We eat here partly out of nostalgia. The pizza is fine, not great, the service is indifferent, the dining room typically Swiss, dark wood. Interestingly, a lot of locals eat here and are warmly greeted. I have to give Restaurant Pizzeria Steinbock 6 points as it really is nothing special. Prices, for the area, are not bad. And we had decent beer.
Moving to the French-speaking part of Switzerland, we found another fine-dining approach to pizza: white tablecloths, attached to the opera house. This is Restaurant du Theatre. The menu is quite high-end (foie gras or partridge anyone?) and goes well beyond pizza, but you know why we were there. Despite our proletarian tastes, the host and servers treated us with quiet deference. They should: pizzas averaged $24 per person! Wine-by-the-glass was also expensive at $7.50 per deciliter (about 3.4 ounces). We can down a deciliter in no time. Gulp.

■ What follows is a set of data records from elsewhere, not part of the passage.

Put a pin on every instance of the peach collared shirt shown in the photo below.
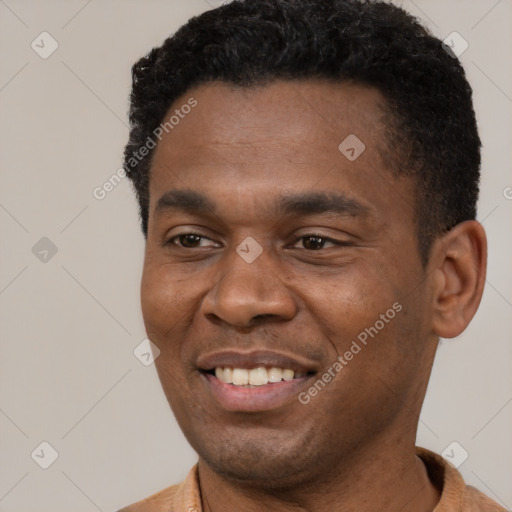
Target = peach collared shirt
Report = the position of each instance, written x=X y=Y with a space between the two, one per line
x=456 y=496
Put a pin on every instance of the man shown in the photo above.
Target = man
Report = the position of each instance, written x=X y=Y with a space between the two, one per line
x=307 y=173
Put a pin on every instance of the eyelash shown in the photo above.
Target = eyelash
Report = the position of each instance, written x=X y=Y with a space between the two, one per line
x=308 y=235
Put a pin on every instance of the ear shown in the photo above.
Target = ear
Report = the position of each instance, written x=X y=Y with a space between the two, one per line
x=460 y=260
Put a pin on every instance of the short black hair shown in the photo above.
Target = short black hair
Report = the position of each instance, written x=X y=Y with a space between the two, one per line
x=433 y=135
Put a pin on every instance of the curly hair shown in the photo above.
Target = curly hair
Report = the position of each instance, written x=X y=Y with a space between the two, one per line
x=432 y=136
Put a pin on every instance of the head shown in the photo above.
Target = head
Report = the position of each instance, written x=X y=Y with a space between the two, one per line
x=307 y=175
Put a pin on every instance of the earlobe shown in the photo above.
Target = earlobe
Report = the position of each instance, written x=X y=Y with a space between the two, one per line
x=460 y=258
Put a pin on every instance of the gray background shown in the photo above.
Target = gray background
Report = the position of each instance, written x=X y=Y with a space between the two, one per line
x=69 y=324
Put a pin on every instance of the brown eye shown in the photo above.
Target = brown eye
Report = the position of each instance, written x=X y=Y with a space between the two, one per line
x=189 y=240
x=315 y=242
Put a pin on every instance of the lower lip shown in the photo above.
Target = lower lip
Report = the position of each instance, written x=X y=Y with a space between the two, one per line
x=260 y=398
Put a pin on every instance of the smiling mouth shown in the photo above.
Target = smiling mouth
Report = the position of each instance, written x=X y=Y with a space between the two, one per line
x=255 y=377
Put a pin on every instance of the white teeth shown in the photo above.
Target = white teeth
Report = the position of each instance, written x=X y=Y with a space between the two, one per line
x=258 y=376
x=227 y=375
x=255 y=376
x=240 y=376
x=288 y=374
x=275 y=375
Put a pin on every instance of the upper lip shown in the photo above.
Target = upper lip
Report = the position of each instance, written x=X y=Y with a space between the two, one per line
x=255 y=359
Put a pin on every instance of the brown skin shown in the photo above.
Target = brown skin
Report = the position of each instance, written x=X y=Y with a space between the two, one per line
x=352 y=447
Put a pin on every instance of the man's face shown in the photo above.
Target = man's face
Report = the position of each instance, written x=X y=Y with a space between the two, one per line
x=270 y=247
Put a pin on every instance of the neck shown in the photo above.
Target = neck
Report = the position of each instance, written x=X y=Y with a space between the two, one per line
x=383 y=478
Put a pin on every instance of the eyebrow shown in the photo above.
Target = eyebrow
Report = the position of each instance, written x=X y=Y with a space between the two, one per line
x=309 y=203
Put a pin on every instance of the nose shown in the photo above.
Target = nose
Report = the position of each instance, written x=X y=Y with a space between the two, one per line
x=247 y=293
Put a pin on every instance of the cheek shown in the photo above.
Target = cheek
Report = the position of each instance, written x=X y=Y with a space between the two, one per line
x=166 y=300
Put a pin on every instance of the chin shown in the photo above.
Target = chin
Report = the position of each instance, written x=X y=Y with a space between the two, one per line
x=267 y=461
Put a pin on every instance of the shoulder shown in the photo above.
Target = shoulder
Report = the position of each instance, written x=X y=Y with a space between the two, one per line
x=476 y=501
x=456 y=496
x=185 y=496
x=160 y=502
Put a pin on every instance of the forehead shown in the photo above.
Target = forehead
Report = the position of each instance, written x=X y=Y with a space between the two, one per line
x=285 y=136
x=295 y=117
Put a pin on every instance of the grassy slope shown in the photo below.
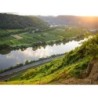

The restaurant is huge with function rooms and a lovely terrace.
Was it good? Yes, indeed it was! The pizzaiola was right there in the dining room with his wood-fired oven churning out pies for an appreciative audience. Maybe not the best crust and the sauce was a little bland, but overall a fine product in a lovely space. Although the restaurant has a high-end feel and menu, if they did not serve pizza there would have been very few diners. From a single diner reading a book over his pizza to a lively family of five with a few two-tops as well, pizza dominated the food orders. I shudder to think what the bill was for the family of five!
My pizza, with eggplant and basil. Delicious!
Ric’s choice, salami piccanti with capers and olives.
Restaurant du Theatre gets 8 points: service a 3, ambiance a 3, and for the pizza, 2.
For now, pizza eating will take a backseat to healthier eating at Casa Barton. Seven weeks of travel takes a toll.